2千台限定のK-1シルバーモデル

リコー・PENTAX K-1 Limited Silver + smc PENTAX-FA 31mmF1.8AL Limited

 K-1 リミテッド・シルバーモデルは総数2000台の限定生産をして、いま全世界に向けて販売中。生産2000台のうち約800台が日本市場向けの販売となる(らしい)。ボディ上部、エプロン部、ボディ底部、ダイヤルの一部分がシルバーにカラーリングされている。
 この特別モデルには、ボディ本体のほかに付属品として専用バッテリーグリップ(もちろんシルバー処理)、2個のバッテリー、そして特別製のメタルホットシューカバー(ステンレス製)が同梱される。価格はリコーのオンラインストアで29万7千円(税込み)。

 ちなみに、標準のブラックK-1ボディ単体の価格は約27万6千円で、別売のバッテリーグリップは約2万8千円、バッテリーは1個は本体に付属してるから追加1個が約7千円(いずれもリコーオンラインショップ、税込み)。合計で約31万1千円ほどになる。




 ということは、リミテッド・シルバーモデルのK-1のほうが約1万5千円ほど安いことになる ━━ ただしそう単純ではなく、ブラックボディやグリップの市場の実販価格はもう少し安くなっているところもあるので、一概に限定シルバーモデルのほうが「安い」とも言い難いけれど、いや、それにしてもシルバーモデルはサービス価格だと思う。

 つまり、なぜ細かく価格のことを述べたかといえば、販売価格を見てみればわかるだろうけど、リコーはこのリミテッド・シルバーモデルを売って「大もうけ」しようという気配は見えない。手間をかけて2千台そこそこの数を作る(部品の手配やらなにやら手間がかかる)ことを考えれば良心的な価格設定だと思う。リコーとしては、シルバーモデル待望の人たちの望みをかなえてあげて、ま、損をしなければいいかな、という程度ではないだろうか。

 もともとK-1はといえば、ブラックモデルとしてデザインを決めたカメラで、後日になってシルバーモデルを出すという予定はまったくなかったようだ。
 「シルバーモデルもやってみようか」と発売後に(誰かが)とつぜん言いだして、それで急遽、開発を進めたみたい ━━ と、実際に見てきたようなことを言ってますけど、真実は不明。でも、当たらずも遠からず、だと思いますよ。ペンタックスとは長い付き合いなのでナンとなくそのへんのことはわかる。
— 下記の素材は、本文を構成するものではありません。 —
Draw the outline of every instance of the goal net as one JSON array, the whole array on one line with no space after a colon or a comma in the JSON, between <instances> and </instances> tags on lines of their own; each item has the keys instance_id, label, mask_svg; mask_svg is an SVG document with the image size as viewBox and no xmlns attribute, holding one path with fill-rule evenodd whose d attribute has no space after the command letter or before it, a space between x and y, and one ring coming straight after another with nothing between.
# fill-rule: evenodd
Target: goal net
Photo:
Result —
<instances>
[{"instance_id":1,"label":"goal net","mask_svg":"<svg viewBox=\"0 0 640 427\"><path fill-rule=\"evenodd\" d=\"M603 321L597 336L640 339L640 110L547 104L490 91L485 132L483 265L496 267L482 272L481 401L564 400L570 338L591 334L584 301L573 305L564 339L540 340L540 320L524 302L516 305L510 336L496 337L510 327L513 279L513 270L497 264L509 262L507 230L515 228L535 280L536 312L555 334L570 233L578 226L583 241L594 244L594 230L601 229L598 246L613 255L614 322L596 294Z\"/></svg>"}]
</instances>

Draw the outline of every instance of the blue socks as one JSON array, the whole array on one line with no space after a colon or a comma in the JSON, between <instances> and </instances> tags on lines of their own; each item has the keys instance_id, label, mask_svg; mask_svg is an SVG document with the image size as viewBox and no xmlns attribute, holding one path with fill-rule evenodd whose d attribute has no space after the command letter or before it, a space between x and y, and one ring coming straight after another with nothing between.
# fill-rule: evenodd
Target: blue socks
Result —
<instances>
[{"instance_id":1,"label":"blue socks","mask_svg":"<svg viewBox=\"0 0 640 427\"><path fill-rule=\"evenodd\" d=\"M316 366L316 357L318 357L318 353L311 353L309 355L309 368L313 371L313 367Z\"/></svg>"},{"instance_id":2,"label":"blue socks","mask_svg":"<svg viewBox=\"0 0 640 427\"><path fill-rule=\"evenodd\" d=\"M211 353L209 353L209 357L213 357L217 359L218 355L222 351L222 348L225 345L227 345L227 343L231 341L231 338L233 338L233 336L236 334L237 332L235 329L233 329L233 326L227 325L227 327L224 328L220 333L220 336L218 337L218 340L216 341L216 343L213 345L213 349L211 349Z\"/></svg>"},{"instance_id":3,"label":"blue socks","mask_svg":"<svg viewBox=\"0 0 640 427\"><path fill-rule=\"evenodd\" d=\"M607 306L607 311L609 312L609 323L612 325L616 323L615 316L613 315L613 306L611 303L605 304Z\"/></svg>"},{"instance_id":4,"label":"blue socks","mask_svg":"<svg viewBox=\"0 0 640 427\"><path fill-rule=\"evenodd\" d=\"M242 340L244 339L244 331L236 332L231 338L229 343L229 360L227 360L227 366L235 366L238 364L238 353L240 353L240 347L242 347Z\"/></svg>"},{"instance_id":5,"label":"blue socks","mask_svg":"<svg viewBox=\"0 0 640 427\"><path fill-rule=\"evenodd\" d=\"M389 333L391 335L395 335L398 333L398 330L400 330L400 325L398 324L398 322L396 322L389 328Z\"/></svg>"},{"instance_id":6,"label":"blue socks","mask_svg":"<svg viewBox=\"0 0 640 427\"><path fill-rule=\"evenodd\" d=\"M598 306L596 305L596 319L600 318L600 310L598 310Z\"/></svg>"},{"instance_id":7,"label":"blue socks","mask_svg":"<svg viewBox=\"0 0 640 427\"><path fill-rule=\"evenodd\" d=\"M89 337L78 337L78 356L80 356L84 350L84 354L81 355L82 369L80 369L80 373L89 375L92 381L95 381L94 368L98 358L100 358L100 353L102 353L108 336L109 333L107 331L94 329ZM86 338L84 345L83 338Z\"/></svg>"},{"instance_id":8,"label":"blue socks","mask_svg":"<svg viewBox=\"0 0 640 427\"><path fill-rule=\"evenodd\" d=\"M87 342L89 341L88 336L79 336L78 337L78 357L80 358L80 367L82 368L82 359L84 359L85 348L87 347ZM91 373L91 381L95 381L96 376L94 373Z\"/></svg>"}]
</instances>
 カメラのデザインは、たとえばブラックとシルバーの両方をやるのか、それともブラックだけなのか、シルバーのみなのか、それぞれでデザイナーの取り組み方は違ってくる。
 ブラックボディでデザインして仕上げてから、「ついでに、シルバーも」と言われたらデザイナーとしては困る(と思う)。
 だから、このK-1シルバーモデルは、それと似た状況になってデザイナーとしては手間もかかっただろうし苦労もしたに違いない。
 だからというわけではないだろうけど、重箱の隅をつつくようにシルバーモデルを見てみると、ほんのわずかに「惜しいっ」と感じるところがなくもない。でも、上手にウマく仕上げている。

 これはしょうがないことだろうが、シルバー色は膨張色なのでブラックボディに比べると、かなり「大きく」見える(実サイズはまったく同じ)。
 初めて手にしたときには「おおっ」と声が出るほど大きく見えた。だからブラックよりもかなり目立つ。ロシアおばさんのような存在感がある。もし、手に入れるつもりならそのことは覚悟しておいたほうがいいだろう。

 ぼくがもっとも感心したのは、K-1シルバーの「色」が現行、FAリミテッドレンズのシルバー「色」にぴったりと合っていることだった。ベースとなる素材(金属)が異なるから色合わせはそうとう難しかっただろう。
 シルバーレンズとの組み合わせはイイとして、じゃあ、ブラックレンズを取り付けたらどんなふうか。このK-1シルバーは、シルバー部とブラック部の「パンダ配色」になっているので、黒いレンズをセットしてもぜんぜん違和感はない。

 そうそう、1つ大切なことを言い忘れていたが、このシルバーモデルの「中身」はブラックモデルとまったく同じ。シルバーモデルだけの特注の機能も機構もありません。こんなこと、皆さんのほうがよく知ってますよね。